The Out Islands – Family Islands

Once you exclude the two main islands and their few nearby cays, the rest are what is called the Out Islands. You will also see them call the Family Islands. Only one percent of these 3,000 islands are considered inhabited. Many of the “uninhabited island” do have homes on them, often a single residence for a wealthy individual. Andros is the fifth largest island in the West Indies and largest of the islands in the Bahamas, many times the size of both of the Main Islands together. While ten percent of the country’s population live on the island, it’s large size means great portions of it are not inhabited.

Eleuthera and the Exuma Cays are also destinations know for its diving. The Exuma Cays start about 35 miles southeast of Nassau. The archipelago of about 365 cays and islands are separated into three sections and they span about 80 miles north to south. Resorts here are more relax and do not have the commercialism you will find in the Main Islands.

The Bimini Islands are the closest to the US mainland and may be the most known of the Family Islands. Here you will find a mix of small resorts and large scale resort complexes. The area is also considered one of the best sport fishing destinations in the world.

 

deans blue hole bahamas

Dean’s Blue Hole on Long Island Bahamas. A short distance from shore the Blue Hole drops to 663 feet (203 meters). Photograph by Christian Afonso

Diving the Family Islands

Diving the Family Islands/ Out Islands offers such a range of diving opportunities it hard to believe it is all the same country. Eleuthera and the Exuma Cays are on the eastern side of the Bahamas with direct access to the Atlantic Ocean. This can create some robust diving conditions. However, the western side of the islands are protected and can have calm conditions. This area is a favorite for those seeking a liveaboard destination.

Andros provides the diver many different options. As mentioned the Tongue of the Ocean is between this island and New Province Island. On the Andros side of the Tongue, you will find what is called the Andros Fringing Barrier Reef. This reef system is 190 miles long and is considered one of the healthiest reefs in the world. It extends from near the shoreline of Andros to the Tongue of the Ocean. Some marketing claims it is the third largest reef system in the world. This is hard to confirm as the reef does not meet the definition of a barrier reef nor a fringing reef but is somewhat a hybrid of the two. The reef’s many dive sites both along the wall and closer ashore give divers many types of dives to choose from.

Another aspect of diving Andros is that it has the largest concentration of blue holes in the world. Some of these blue holes are located on land providing an experience similar to the cenotes of Mexico. Others are located in shallow waters and allow divers to drop beyond recreational diving depths.

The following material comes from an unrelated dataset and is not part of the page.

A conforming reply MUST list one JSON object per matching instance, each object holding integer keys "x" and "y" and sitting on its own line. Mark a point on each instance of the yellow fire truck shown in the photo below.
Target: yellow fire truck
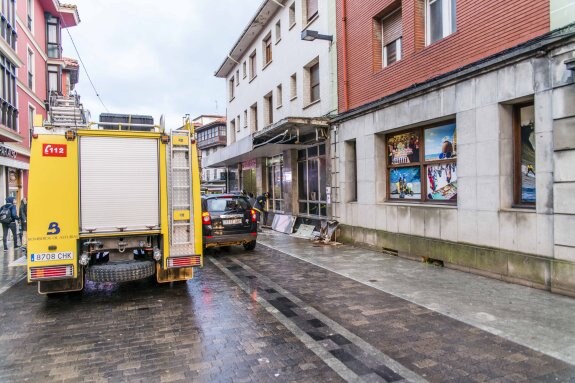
{"x": 111, "y": 201}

Caver divers will find many underwater cave systems to keep themselves challenged.

Sharks are one of the big draws to the Bimini Islands. Located less than 60 miles from Florida, it is on the deep side of the Florida barrier reef. This deep water is a migratory route for many shark species including hammerheads and great whites. Florida has made shark feeding illegal in the states waters so many of the Florida dive operators have relocated its shark feeding to the waters off Bimini islands. Other large pelagic are found here and the wall diving is incredible.

You can spend years diving the Out Islands and still be amazed what you can find. The many shallow coral reefs and cays have created thousands of ship wrecks many still waiting to be discovered. Wall dives, ship wrecks, caves, coral reefs, drift dives are all waiting for you.